So please, if you own a framework like this, make sure a script tag with a CDN link is easily copyable.

4 comments

Are you talking about the CDN version of Tailwind? If so, the docs specifically say that's not for production use.

A lot of very useful features require a build step because it generates classes on the fly based off what you typed in the HTML.

I bet you lots of people are ignoring the "don't use this in prod" advice. Why doesn't Tailwind just offer a for-production CDN link? I understand that the build step provides features, but what if I don't care about those features?
It's not just features, it's a 350kb js file you have to send over the wire [1] as opposed to pre-building and sending a tiny css file containing the small subset of classes you used.

Not to mention, I don't know exactly how it works, but I assume it's doing all that processing to convert classes in your HTML into CSS classes on the client side so it's probably less performant.

[1] https://cdn.tailwindcss.com/

> Really the problem are all the frameworks pushing people to create a build step.

I doubt it.

People moved on from jQuery and/or vanilla because they needed to produce more sophisticated apps. And even in those days of yore, for any non-trivial project you still needed to concatenate and minify your code.

BTW Preact can be used without a build step.

React and Vue can also be used without a build step.

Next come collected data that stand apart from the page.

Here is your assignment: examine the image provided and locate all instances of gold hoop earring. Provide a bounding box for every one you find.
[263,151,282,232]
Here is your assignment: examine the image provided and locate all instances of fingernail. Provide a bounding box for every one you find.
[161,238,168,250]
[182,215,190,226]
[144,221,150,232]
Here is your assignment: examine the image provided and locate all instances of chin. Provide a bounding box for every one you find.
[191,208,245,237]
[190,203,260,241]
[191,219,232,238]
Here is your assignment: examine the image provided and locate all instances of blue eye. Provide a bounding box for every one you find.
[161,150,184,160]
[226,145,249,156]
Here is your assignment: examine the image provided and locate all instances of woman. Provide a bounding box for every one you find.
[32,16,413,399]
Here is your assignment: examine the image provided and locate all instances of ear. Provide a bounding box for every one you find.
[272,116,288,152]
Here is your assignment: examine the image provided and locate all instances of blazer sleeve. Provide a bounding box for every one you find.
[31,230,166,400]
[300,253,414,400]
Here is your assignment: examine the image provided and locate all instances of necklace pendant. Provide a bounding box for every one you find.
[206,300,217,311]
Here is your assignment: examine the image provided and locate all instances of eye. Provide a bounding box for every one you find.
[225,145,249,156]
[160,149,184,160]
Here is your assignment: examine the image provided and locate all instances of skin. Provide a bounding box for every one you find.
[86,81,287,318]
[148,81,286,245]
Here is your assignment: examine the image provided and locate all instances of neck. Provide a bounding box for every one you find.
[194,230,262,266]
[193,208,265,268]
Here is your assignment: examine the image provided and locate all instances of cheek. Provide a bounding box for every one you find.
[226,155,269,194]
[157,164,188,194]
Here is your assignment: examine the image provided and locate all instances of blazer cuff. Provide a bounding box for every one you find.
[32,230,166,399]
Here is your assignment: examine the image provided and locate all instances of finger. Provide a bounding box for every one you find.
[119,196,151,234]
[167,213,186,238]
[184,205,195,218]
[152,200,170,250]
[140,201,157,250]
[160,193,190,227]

Vue shows how to do it in the "Quick Start" at the beginning of the tutorial. React can do it with an ugly syntax and no libraries, or by using Preact creator's htm library, or domz.
The reason for bundling is converting potentially hundreds of individual script files to an amount that’s more manageable with a browser, without suffering a cost from latency… not only optimizing code size. Also, besides tree-shaking there’s a big saving from minimization and removing development-only code.
With HTTP/2 multiplexing the latency of fetching multiple files from the same server is not a big issue anymore: https://stackoverflow.com/a/30864259.

One can also argue that Minification is also not really that important with widespread new compression algorithms like Brotli.

EDIT: Also, see this very good argument in favor of multiple files: https://news.ycombinator.com/item?id=34997759

Sadly there's lots of people are overoptimizing all of these things for apps that serve 10 users.

If you serve 10 million users every byte counts, but 10? Use the cdn.

How can you get all of tailwind? I've been struggling on that one, always have to run some tool to get a built CSS file. And any change then needs build before refresh. And I cant look at a file with 1000s of definition (which I want to do)
i think if you use tailwind, not to use the actual package loses a lot of what it can do, I don't think you get all the features/functions for ..um only delivering the parts required (having mind fog this morning lol)... I'm not sure if it's tree-shaking, but how they look at every file w/ tailwind in and only bundle up the needed css. However, maybe it works in deno? I don't know.